Note that you can also write it in a more symmetric way as (f*g)(c) = integral_(a+b=c) f(a)g(b), which makes it clear that you can do this for any semigroup (you get the normal definition when you have a group by noting that b=c-a), makes commutativity obvious, and makes it clear why polynomial multiplication is convolution of coefficients: x^n comes from summing over all the x^i*x^j with i+j=n, so the coefficient for x^n is the sum over all coefficients indexed by i,j with i+j=n, which is the symmetric way to write convolution.
> it makes more sense to think of it as a blurring operation.
It's not a blurring operation, it's not even an operation on images. And even when applied to images, only some convolutions result in what could be described as a "blur." This is also tautological, because you can't really define why a gaussian filter "blurs" an image without first understanding the convolution of the image and filter kernel.
imho you should throw out the notion of "intuition" and stick with the mathematical definition and then explore its properties and relationships.
The simplest and most intuitive description I've heard is "convolution is a mathematical operation that describes mixing two things together" (those things being vectors, matrices, continuous functions, etc)
I don't need to know about convolution to tell you what a Gaussian is; it's just e^(-x^2). You can look at a grayscale image with a single bright point pixel (like a star in the sky) and say it's "sharp", and an image with a gaussian and say it's a "blur" or a blob.
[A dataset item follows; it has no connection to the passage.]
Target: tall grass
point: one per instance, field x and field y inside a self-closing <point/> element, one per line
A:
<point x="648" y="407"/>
That's just a qualitative description of what a point or a gaussian look like. Then, as I described, you can define convolution by saying you're replacing each point pixel with an image that is your blur with its brightness weighted by the point pixel and located at that pixel, and then add them all up.
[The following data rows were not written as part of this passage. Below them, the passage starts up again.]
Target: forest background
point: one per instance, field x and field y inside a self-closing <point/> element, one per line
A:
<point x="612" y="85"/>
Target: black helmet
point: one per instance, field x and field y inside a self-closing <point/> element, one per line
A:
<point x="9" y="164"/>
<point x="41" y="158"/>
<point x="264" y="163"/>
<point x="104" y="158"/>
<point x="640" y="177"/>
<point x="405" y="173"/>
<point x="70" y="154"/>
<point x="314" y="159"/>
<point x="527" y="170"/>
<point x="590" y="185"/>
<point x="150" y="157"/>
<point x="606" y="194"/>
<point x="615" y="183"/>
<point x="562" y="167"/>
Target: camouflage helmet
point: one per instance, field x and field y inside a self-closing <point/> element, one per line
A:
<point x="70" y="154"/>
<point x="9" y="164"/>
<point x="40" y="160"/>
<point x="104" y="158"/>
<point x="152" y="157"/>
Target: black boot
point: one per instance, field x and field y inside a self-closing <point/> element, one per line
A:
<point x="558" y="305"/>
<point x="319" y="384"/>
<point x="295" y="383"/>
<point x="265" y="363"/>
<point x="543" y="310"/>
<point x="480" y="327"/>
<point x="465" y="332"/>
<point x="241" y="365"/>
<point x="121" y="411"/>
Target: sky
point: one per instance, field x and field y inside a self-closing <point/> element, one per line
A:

That intuition also works fine in the time domain, where your signal is "blurred" at each instant by the impulse response.
But yeah more generally, all you get is that (f*g)(c) is the sum over all a (**) b=c f(a)g(b), where (**) is... some operation.
I guess ultimately my point is that looking at g(t-tau) and seeing -tau as "flip the signal" and t as "move to the desired time" seems absolutely bizarre to me. g(t-tau) is g(t), centered at tau. So f(tau)g(t-tau) is g(t), centered at tau, weighted by f(tau). Then sum over all tau. I can never see where the flip comes in; it seems backwards to me. Nor can I see how this flipping thing would intuitively arise in physical systems. Obviously they're equivalent, but it just doesn't make sense to me.
Ok but when i try this, i dont get any good intuitions.
polynomial multiplication is convolution, so what am i supposed to do here when you say, "g is blurring function"
When i think of multiplying term by term an summing over the diagonal I can clearly see what the f(tau)g(t-tau) is doing, its collecting terms with like exponents.
This also makes sense when I think of probability distributions, i'm multiplying the densities and summing "over the diagonal"
If you plot your coefficients as if they were a discrete time signal, you ought to see multiplication appear as a blur I guess, but yeah IMO it's hard to interpret for polynomials because polynomials are very abstract.
I'd certainly look at the diagonal (or what I said is the "symmetric" way to write it) as the proof for "why" convolution appears in the sum of random variables, and I've never considered the blurring thing in that setting, but it actually makes a lot of intuitive sense for looking at "what" happens when you add distributions. Like just picturing repeated blurrings of a uniform distribution at the origin (i.e. start with a square and blur with a square over and over), it seems intuitively plausible that it will converge to something like a gaussian (i.e. that you'll get a bump of some kind), so that's neat.
And which you can use to do actual multiplication, using the DFT and inverse DFT, if you let $f$ and $g$ be polynomials over, say $Z/(2^k +1), where the modulus is selected such that $2^k$ is the word size of your machine.